No es una casualidad que la adoración del único Dios constituya el primer mandamiento de la ley (cf. Dt Dt 6,5), del que brotan, como de su fuente más elevada, todos los demás deberes morales. El pacto de la alianza con el Dios "justo" y "santo" no puede menos de comprometer al creyente en una conducta digna de un interlocutor tan excelso. Ninguna oración podría suplir las carencias de una vida moral incorrecta. A este propósito, Jesús recordará un día a los fariseos un texto de Oseas particularmente significativo: "Porque yo quiero amor, no sacrificio, conocimiento de Dios, más que holocaustos" (6, 6).

3. En cuanto encuentro con el Dios de la alianza, la oración del fiel israelita no es, como para los paganos, un monólogo dirigido a ídolos sordos y mudos, sino un diálogo verdadero con un Dios que se ha manifestado muchas veces en el pasado con palabras y hechos y que, aún hoy, de muchas maneras, sigue haciendo sentir su presencia salvífica.

Es, además, una oración con un marcado sentido comunitario: cada israelita siente que puede hablar con Dios, precisamente porque pertenece al pueblo que Dios se ha elegido. No falta, sin embargo, la dimensión individual; basta hojear el "manual" de la oración bíblica, el libro de los Salmos, para recoger allí los ecos elocuentes de la piedad personal de los israelitas.

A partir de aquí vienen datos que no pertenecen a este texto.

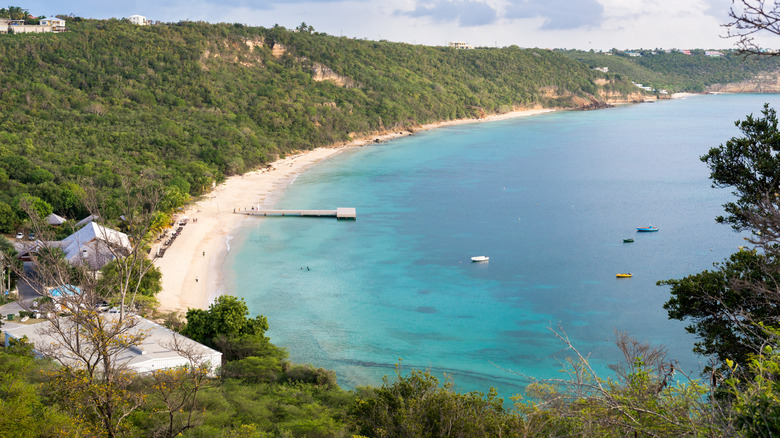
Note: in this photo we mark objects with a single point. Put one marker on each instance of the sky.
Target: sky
(572, 24)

4. Por otra parte, los profetas exhortan con insistencia a vivir esa piedad. Frente a las continuas tentaciones de formalismo y de exterioridad vacía, y frente a situaciones de abatimiento y desconfianza, la acción de los profetas se orienta constantemente a impulsar a los israelitas a vivir una devoción más interior y espiritual, la única de la que puede nacer una experiencia verdadera de comunión con Yahveh.

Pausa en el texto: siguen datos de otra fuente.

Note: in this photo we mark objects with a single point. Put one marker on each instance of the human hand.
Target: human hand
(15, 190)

Así, mientras la oración veterotestamentaria alcanza su cima, se prepara su forma definitiva, que asumirá con la encarnación de la misma Palabra de Dios.

Saludos

Me complace saludar ahora a los peregrinos venidos de España y de América Latina, de modo particular al grupo de Religiosas Hijas de María Madre de la Iglesia, así como al Coro Polifónico del Municipio argentino de Rafaela. Exhorto a todos a que vuestra oración sea un diálogo con Dios, que en el pasado se ha manifestado muchas veces con palabras y hechos, pero que también ahora hace sentir de tantas maneras su presencia salvífica.

Con todo afecto os imparto mi bendición apostólica.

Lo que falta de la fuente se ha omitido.